Inner Transition…?

I was inspired to write the following after attending a workshop for social activists… This is a modified excerpt from feedback I sent to the organisers of that workshop…

Social activists – those of us engaged in trying to change the world for the better – are urgently focussed on making stuff happen. As a counsellor and someone who is active in the Transition movement, I sense a gap in what I feel would make a comprehensive programme for growing us as effective community and social activists.

The Transition movement, like some other newer movements for change, recognises that the process of creating lasting change is a two-part process – it’s not just about effecting outer change (getting things done), but also achieving inner change. Transition trainings for example are often 50% looking at the process of practical or ‘outer’ change & 50% looking at self-care/self-development and developing connection to others, or ‘inner’ transition.

‘Inner Transition’?…
Inner Transition can be about facilitating empowerment… building the courage to speak-out & speak-up; gaining confidence to trust and act on our ideas and take initiative, even when we have been brought up to leave decision-making and action to others.

Notes from an Inner Transition panel at International I facilitated at the International Transition Conference 2015

My notes from an Inner Transition panel  – International Transition Conference 2015

Inner Transition can be about building connections, support & closeness with others to enable us to overcome feelings of isolation, hopelessness and despair or not losing our way in ‘burn-out’.

NB: I think this work is a particularly important aspect of growing social-changers if we want to encourage more working class people, people of colour, young people and other groups who have been left disenfranchised and feeling like the process of decision-making and creating change is not their domain. If we rely on people who have by chance found their way to the point where they can ‘just do it’, we are limiting our resources to those who already successful navigators of society – those who have enough self-confidence and personal strength to get on the first rung. Of course we need to and will grow these strengths though our actions, but I think we know enough to facilitate and support this growth more efficiently and therefore engage more folk and end up with even more effective actions…!

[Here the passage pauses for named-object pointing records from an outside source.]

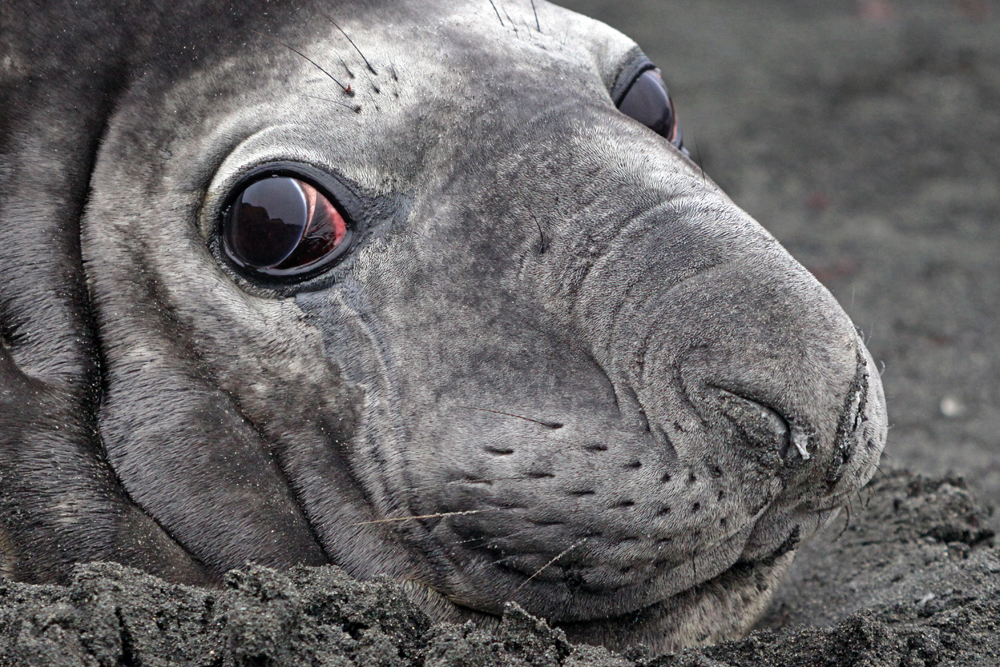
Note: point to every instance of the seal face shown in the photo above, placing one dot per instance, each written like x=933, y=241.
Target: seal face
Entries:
x=424, y=290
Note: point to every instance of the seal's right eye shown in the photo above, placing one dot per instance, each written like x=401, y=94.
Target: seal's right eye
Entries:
x=647, y=101
x=283, y=226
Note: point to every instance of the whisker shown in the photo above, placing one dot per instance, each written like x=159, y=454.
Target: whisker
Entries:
x=356, y=108
x=552, y=425
x=497, y=11
x=509, y=19
x=346, y=89
x=370, y=68
x=539, y=570
x=847, y=523
x=426, y=516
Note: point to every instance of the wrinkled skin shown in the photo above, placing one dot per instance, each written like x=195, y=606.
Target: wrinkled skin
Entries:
x=624, y=400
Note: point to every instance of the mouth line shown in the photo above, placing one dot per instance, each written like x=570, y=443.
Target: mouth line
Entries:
x=725, y=580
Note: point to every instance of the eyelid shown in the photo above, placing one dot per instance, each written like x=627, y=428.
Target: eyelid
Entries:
x=636, y=64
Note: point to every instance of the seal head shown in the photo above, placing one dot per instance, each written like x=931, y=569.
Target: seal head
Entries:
x=504, y=341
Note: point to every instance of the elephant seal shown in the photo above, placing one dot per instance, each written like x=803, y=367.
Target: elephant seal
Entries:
x=420, y=289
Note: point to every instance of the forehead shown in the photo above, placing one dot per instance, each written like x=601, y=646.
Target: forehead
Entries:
x=367, y=90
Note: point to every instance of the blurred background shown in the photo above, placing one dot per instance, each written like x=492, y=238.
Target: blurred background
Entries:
x=865, y=135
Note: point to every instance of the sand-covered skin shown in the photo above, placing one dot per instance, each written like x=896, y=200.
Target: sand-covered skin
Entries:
x=864, y=135
x=917, y=563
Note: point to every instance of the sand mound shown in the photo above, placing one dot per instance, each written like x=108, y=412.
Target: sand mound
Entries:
x=914, y=579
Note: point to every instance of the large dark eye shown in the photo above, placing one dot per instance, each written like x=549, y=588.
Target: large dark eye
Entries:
x=283, y=226
x=647, y=101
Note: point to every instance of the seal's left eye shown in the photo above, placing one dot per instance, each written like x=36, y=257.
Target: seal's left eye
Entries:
x=647, y=101
x=283, y=226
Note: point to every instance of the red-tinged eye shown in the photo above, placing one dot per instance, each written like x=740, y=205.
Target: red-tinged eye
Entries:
x=283, y=226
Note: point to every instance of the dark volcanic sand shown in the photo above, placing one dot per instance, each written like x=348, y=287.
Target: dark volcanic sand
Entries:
x=918, y=560
x=866, y=137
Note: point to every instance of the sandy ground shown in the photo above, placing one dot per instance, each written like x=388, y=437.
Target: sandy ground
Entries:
x=866, y=136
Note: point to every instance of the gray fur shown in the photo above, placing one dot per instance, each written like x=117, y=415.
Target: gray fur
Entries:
x=555, y=331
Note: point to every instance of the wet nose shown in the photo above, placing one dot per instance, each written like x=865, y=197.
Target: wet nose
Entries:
x=774, y=371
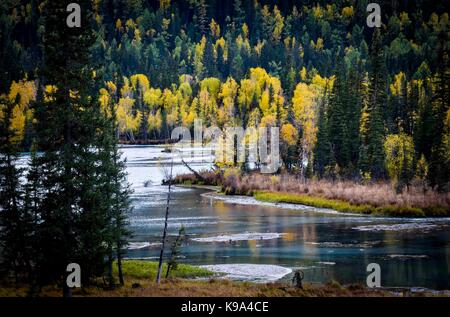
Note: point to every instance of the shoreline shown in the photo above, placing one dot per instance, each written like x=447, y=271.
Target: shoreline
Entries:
x=261, y=199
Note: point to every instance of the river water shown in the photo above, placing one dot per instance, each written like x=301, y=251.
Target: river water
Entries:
x=266, y=242
x=248, y=240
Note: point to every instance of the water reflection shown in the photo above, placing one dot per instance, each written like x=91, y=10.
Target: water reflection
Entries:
x=325, y=246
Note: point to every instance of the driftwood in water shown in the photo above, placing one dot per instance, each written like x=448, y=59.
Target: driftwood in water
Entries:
x=298, y=279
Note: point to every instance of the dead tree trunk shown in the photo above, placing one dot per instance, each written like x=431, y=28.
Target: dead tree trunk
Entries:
x=163, y=241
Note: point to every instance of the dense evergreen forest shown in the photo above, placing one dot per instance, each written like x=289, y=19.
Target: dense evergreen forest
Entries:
x=351, y=102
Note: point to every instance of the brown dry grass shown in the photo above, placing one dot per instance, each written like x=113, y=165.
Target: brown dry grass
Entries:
x=212, y=288
x=378, y=194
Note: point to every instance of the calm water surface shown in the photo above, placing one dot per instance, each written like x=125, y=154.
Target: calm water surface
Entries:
x=411, y=253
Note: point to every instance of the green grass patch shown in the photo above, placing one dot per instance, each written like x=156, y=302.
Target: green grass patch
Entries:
x=344, y=206
x=139, y=269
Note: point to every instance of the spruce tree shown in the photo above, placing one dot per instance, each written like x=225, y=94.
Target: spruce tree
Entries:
x=66, y=127
x=16, y=233
x=377, y=106
x=439, y=174
x=115, y=193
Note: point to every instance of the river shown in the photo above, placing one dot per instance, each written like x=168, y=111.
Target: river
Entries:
x=247, y=240
x=266, y=242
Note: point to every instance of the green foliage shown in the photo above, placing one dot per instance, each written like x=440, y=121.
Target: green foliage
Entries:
x=399, y=151
x=147, y=269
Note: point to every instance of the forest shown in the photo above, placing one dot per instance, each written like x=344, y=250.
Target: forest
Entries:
x=352, y=102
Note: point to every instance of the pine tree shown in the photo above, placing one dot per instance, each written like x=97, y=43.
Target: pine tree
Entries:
x=15, y=221
x=439, y=173
x=377, y=105
x=67, y=121
x=115, y=193
x=322, y=152
x=337, y=117
x=209, y=63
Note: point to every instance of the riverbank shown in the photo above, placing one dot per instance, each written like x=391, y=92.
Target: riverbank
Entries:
x=344, y=196
x=192, y=281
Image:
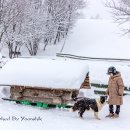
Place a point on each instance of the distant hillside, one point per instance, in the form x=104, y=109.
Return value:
x=98, y=38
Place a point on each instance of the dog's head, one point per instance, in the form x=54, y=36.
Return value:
x=103, y=99
x=75, y=107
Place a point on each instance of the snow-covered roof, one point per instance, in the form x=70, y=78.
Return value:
x=98, y=38
x=44, y=73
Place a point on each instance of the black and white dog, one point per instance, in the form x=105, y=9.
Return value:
x=84, y=103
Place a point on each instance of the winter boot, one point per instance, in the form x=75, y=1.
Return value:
x=115, y=116
x=110, y=115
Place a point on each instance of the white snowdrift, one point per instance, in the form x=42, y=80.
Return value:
x=44, y=73
x=98, y=38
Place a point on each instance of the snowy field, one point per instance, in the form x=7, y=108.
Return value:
x=59, y=119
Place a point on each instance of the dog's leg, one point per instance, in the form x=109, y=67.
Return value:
x=96, y=115
x=81, y=111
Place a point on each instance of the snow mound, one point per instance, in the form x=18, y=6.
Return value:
x=44, y=73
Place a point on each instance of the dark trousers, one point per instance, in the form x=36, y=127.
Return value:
x=117, y=109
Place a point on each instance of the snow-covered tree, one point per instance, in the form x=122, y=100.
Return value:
x=60, y=18
x=121, y=11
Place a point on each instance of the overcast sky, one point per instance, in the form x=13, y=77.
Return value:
x=96, y=7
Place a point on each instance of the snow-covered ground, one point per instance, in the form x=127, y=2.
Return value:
x=59, y=119
x=90, y=37
x=44, y=73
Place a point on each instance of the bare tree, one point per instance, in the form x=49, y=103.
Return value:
x=12, y=27
x=121, y=11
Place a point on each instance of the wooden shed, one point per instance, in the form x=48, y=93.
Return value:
x=50, y=81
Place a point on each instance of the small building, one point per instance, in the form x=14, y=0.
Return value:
x=51, y=81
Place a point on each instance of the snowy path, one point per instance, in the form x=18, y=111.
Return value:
x=61, y=119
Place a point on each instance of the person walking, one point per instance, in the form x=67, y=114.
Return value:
x=114, y=91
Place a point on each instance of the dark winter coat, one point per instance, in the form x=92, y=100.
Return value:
x=115, y=90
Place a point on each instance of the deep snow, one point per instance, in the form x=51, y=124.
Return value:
x=60, y=119
x=51, y=73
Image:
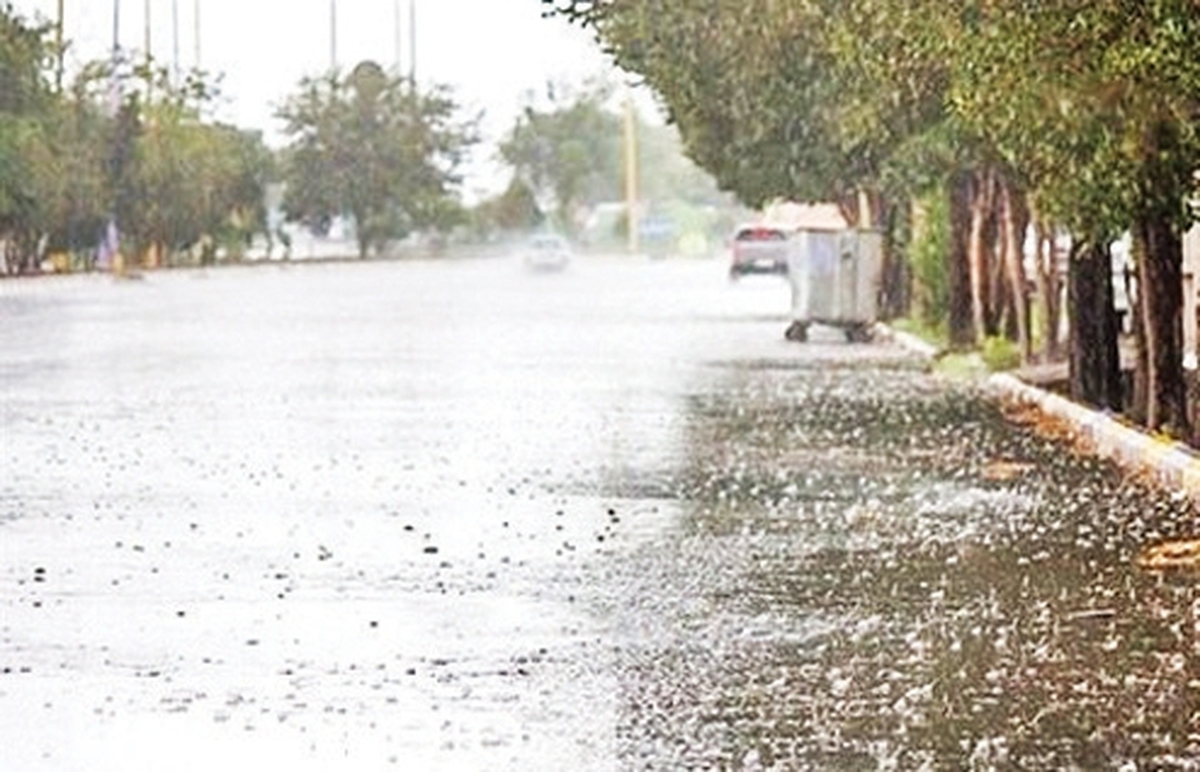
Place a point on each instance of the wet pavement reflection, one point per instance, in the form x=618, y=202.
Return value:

Inner Transition can also be about changing the way we think and live… It is clear to me that we urgently need to develop new ways of being if we are to improve our chances of long-term survival on a planet that will remain fit for our children & future generations. In the global North (or ‘developed’ countries), for example, we have all picked up the culturally imposed pattern of over-consumption of energy and ‘stuff’ whilst growing up in the temporary energy-rich bubble created by exploitation of fossil fuels. Now, as the bubble bursts, that pattern of behaviour threatens to damage our environment beyond repair and cause economic and humanitarian crisis. Transition introduces the idea of oil ‘addiction’ and proposes a ’12-step process’ as a way of unlearning these dangerous habits and developing a more sustainable lifestyle.

Joanna Macy talks about the ‘Work that Reconnects’ – she says (and I agree), that we live in a culture that disconnects us with our own feelings, leaving us numb and without inspiration or energy to effect change; we are also disconnected from others, leaving us isolated and therefore dis-empowered; and we are disconnected with the planet we live on and the life on it – spending our time in concrete boxes leaves us insensitive to the need to be guardians of our environment.

We need to reconnect to all these aspects of our life in order to be successful citizens of our world.

A sense of connection helps us start to see whatever we do in terms of the bigger picture – that no matter what we are engaged in, how small our local initiatives seem, they are all significant – small but important pieces of this bigger scheme of work of reconnecting us to ourselves, each other and the environment in which we live.

I believe that all of us engaged in the struggle for change need to recognise that this work we are engaged in is not just about getting stuff done and healing our planet, it is also about taking care of and healing our communities and ourselves. Without this we may not be successful – and even if we are, we may end up recreating the dislocated society that we are trying to heal.